香川を走る注目の聖火ランナーをシリーズでお伝えします。今回は、頸隋損傷で車いすの生活を余儀なくされながらも介護事業や障害者の就労支援事業に取り組んでいる男性です。 男性の目標は、1区間200メートルを車いすを使わずに聖火をつなぐこと。
観音寺市に住む毛利公一さん(38)は、4つの介護福祉事業所を運営しています。
パソコンや電話は口やあごを使って操作します。ちなみに、これらの器具は毛利さんが友人や企業などの協力を得て作ったオリジナルです。
毛利さんは、かつて陸上の棒高跳びでオリンピックを目指していました。 大学時代には関東インカレで優勝するなど活躍しました。
しかし2004年、アメリカ留学中に海の事故で、首に大きな衝撃を受けて頸隋を損傷しました。
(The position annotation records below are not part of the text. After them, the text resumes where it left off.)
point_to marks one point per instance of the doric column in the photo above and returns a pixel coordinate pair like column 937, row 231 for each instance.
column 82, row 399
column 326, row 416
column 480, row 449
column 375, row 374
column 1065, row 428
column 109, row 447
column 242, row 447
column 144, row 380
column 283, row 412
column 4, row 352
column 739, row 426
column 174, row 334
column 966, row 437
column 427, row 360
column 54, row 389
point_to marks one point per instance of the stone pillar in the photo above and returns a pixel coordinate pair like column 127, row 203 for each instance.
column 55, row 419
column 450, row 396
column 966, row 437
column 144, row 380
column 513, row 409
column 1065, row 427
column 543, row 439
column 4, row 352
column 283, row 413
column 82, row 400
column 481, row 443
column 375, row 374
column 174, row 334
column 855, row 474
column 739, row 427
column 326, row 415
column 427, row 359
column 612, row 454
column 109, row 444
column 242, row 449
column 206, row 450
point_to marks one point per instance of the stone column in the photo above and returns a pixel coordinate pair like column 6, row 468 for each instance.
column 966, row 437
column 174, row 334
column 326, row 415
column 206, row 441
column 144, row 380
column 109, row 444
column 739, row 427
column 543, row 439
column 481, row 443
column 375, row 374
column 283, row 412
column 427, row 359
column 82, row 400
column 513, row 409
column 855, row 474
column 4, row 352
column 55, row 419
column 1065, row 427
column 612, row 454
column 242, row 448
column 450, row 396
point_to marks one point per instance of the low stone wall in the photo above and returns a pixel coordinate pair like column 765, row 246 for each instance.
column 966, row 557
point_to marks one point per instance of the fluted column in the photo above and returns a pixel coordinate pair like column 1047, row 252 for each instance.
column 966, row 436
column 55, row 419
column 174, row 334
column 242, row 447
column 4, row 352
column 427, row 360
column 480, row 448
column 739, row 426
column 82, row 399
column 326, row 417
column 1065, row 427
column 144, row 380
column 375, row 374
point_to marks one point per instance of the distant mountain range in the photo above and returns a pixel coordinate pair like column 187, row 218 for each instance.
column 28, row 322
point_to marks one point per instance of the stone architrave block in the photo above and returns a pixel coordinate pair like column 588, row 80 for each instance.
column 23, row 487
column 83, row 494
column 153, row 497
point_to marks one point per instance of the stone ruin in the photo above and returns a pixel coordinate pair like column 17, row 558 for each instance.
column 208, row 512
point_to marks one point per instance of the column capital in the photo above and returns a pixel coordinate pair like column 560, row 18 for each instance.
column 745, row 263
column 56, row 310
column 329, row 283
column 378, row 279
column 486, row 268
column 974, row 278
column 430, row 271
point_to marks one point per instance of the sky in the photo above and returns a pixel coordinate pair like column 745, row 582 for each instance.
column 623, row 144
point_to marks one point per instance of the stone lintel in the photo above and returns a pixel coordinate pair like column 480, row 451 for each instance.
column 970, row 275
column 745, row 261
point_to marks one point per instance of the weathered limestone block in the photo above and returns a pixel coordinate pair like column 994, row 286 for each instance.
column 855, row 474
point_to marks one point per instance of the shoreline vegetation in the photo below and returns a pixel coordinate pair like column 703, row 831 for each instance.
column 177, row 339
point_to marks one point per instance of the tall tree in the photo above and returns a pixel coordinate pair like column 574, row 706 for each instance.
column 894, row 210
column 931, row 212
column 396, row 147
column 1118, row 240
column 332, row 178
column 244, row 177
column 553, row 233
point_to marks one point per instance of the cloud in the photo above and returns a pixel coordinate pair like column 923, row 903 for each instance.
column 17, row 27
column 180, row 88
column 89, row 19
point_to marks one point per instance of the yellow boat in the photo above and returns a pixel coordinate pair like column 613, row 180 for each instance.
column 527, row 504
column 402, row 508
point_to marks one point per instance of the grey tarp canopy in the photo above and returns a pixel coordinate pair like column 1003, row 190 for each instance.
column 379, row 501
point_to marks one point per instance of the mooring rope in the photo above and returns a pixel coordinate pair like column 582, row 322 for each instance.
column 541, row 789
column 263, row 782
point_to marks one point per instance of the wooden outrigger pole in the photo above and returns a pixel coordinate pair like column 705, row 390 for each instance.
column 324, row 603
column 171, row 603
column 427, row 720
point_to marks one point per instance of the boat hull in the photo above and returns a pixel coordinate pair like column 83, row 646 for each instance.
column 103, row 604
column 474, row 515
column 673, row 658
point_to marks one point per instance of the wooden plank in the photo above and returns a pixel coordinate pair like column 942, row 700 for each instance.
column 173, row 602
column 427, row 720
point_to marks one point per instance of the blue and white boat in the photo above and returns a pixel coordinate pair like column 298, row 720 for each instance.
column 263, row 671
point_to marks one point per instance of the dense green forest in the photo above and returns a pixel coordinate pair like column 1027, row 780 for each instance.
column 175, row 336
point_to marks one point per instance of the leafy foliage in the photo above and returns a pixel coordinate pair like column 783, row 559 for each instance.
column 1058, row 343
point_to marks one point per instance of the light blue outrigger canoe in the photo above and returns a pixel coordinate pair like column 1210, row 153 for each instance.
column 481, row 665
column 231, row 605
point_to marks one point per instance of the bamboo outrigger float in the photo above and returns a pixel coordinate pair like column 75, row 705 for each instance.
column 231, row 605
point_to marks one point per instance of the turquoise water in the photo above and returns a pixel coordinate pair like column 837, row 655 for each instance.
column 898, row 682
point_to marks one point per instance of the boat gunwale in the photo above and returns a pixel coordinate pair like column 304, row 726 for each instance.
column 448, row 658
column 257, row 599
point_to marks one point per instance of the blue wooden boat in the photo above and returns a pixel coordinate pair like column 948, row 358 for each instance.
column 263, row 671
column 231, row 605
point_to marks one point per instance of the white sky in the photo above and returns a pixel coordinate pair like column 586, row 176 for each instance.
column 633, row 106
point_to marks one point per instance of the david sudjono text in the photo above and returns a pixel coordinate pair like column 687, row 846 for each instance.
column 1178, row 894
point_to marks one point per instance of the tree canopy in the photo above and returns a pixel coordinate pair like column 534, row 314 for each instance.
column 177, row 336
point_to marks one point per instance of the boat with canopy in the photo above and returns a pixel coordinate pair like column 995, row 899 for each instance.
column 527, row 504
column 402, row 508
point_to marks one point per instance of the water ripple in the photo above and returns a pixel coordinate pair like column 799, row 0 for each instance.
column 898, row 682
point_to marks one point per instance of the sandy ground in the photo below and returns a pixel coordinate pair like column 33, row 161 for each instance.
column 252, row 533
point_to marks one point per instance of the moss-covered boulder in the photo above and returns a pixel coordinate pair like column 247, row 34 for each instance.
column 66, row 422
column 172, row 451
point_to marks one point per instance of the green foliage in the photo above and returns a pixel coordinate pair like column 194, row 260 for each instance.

(毛利公一さん) 「一生寝たきり、一生呼吸器。この生活を覚悟しなさいと。この状態から歩けるようになった人は世界に1人もいませんと…そしたら、自分が歩いたら世界一になれるんだと思ったんですね」
自己流の呼吸訓練を重ね、事故の2年後には人工呼吸器を外すことができました。今は「自力歩行」を目指して、自宅で毎日5時間近いリハビリを続けています。
そんな毛利さんの力強いパートナーが妻の和枝さんです。
(妻 和枝さん) 「元々アスリートでオリンピックを目指していたので、こういう形でオリンピックに関われるのはすごくうれしい。(サポートは)して欲しいなと思うことを先走らないで手伝いたいと思っています」
毛利さんは今年1月から装具を使った歩行訓練を始めました。目標は「車いすを使わずに聖火を運ぶ」こと。 トレーニングは週2回。作業療法士が後ろから支えながら片道10メートルほどを何回も往復します。
この日、初めて200メートルを歩くことができました。しかし、自力で聖火をつなぐには大きな課題があります。それは「1.2キロほどあるトーチをどうやって持つか」です。
まだ答えは出ていませんが、4月の本番に向けて岡山の企業などと協力しながら試行錯誤を続けています。